2.3 Ground-based Observation Data
This research also uses Java Island administrative boundary vector data obtained from the Ina-Geoportal page owned by Geospatial Information Agency (BIG) for defining the study area and daily maximum temperature data obtained from several weather stations owned by Meteorology, Climatology, and Geophysical Agency (BMKG) for calculating the data's correlation coefficient. The weather stations used in this research were Tangerang Geophysics Station (TNG) with the data in 2015 and 2019, Kemayoran Meteorological Station (KMN) with the data in 2006 and 2015, Kertajati Meteorological Station (KTI) with the data in 2006 and 2015, Semarang Climatology Station (SMN) with the data in 2015, Sleman Geophysics Station (SLN) with the data in 2015, and Perak I Meteorological Station (PRK) with the data in 2019.
2.4 Data Processing
LST Retrieval: Land Surface Temperature and Emissivity Daily Global 1 km product of MODIS from Terra (MOD11A1.006) and Aqua (MYD11A1.006) platform were retrieved from Google Earth Engine from January 2005 to December 2020.
Daily Maximum LST: The daily data was calculated in this research by selecting the maximum LST recorded by Terra and Aqua. This step will provide results in the form of daily maximum LST values for the observed period from January 2005 to December 2020.
LST and Air Temperature Correlation: A correlation test was carried out between the LST data obtained from Terra and Aqua MODIS image processing with the daily maximum air temperature data obtained from BMKG weather stations. As two of the data are different, the air temperature from ground station and LST from satellite data can be compared to examine the influence of surface temperature on the surrounding air temperature. This idea follow the study by Hachem in continuous permafrost terrain that found LST and air temperature yields a very high correlation (R=0.97; mean difference (MD) = 1.8◦C; and standard deviation of MD (SD) = 4.0◦C). Surface heterogeneity between the MODIS 1 km2 grid cells, the presence of undetected clouds, and the inherent disparity between LST and air temperature contribute to the significant of SD (Hachem et al., 2012). The test was carried out to see how strong the correlation between the data is, as indicated by the correlation coefficient value (R).

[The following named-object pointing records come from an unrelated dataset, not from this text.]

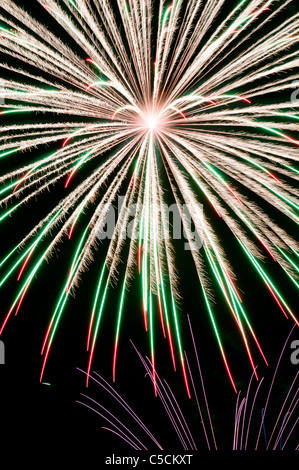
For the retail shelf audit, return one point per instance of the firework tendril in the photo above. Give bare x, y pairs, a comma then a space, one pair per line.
161, 95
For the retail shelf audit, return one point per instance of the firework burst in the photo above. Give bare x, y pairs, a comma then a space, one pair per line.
153, 96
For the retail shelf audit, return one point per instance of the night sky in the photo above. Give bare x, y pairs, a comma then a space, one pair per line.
47, 416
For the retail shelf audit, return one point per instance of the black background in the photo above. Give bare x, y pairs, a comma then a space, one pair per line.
37, 416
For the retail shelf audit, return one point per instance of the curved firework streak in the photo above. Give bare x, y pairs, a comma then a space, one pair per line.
251, 428
170, 115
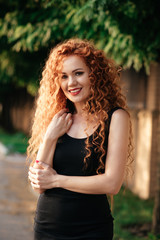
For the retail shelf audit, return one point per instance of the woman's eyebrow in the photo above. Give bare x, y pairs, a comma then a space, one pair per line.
74, 70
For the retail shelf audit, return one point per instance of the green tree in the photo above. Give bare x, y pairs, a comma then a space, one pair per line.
127, 30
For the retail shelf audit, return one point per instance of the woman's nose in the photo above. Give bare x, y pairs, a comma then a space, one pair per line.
71, 80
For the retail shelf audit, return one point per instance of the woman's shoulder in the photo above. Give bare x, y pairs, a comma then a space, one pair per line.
118, 115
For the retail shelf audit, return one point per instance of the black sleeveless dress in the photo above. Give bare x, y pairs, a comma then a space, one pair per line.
65, 215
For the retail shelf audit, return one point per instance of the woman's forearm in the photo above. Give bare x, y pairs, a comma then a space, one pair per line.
97, 184
46, 152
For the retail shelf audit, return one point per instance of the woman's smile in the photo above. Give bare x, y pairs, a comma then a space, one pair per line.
75, 81
75, 91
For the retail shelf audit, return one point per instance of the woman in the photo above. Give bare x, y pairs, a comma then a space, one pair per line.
80, 144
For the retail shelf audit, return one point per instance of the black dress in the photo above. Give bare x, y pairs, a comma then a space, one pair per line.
66, 215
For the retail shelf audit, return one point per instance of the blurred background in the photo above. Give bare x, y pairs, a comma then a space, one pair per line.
129, 33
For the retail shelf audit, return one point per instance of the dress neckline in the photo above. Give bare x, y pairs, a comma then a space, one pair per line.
84, 138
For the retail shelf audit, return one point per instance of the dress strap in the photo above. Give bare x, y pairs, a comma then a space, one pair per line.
110, 114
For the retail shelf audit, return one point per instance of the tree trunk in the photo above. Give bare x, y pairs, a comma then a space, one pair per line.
156, 210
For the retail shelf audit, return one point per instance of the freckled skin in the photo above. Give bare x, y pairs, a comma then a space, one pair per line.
75, 76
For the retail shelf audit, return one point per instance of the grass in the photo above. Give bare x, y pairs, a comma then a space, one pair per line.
16, 142
129, 209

Calculation of Average LST Per Month: Calculation of average LST per month was performed by scripting on the data processing platform of Google Earth Engine. The calculation was carried out using the input data of Terra and Aqua MODIS images that provide daily maximum LST data from January 2005 until December 2020. This step provided results in the form of average LST values per month for the observed period from January 2005 to December 2020.

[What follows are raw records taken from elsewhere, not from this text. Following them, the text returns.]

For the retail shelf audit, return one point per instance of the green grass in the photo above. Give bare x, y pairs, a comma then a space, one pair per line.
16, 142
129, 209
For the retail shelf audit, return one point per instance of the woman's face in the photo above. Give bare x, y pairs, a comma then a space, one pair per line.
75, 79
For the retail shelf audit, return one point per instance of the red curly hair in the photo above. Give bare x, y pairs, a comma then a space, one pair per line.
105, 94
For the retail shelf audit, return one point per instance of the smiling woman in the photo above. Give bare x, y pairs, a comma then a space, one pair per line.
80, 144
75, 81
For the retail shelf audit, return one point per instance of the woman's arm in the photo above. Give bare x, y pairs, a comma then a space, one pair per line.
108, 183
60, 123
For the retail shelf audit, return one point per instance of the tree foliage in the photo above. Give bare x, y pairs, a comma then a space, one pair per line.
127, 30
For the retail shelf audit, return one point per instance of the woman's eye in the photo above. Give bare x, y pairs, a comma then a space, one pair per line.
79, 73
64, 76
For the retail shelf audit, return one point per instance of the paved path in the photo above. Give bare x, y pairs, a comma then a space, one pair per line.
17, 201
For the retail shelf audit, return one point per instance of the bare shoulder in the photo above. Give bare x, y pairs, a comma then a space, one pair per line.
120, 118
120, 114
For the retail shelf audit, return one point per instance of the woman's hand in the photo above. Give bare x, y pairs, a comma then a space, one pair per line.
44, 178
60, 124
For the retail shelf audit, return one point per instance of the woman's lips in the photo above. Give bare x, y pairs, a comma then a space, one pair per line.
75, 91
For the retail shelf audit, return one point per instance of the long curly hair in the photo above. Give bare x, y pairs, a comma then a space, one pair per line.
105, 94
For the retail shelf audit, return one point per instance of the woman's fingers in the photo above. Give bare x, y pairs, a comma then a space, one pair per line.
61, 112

Calculation of Average LST Per Year: Calculation of average LST per year was calculated by using Terra and Aqua MODIS images that provide average LST values per month from January 2005 until December 2020. This step provided results in the form of average LST values per year for the observed period from January 2005 to December 2020.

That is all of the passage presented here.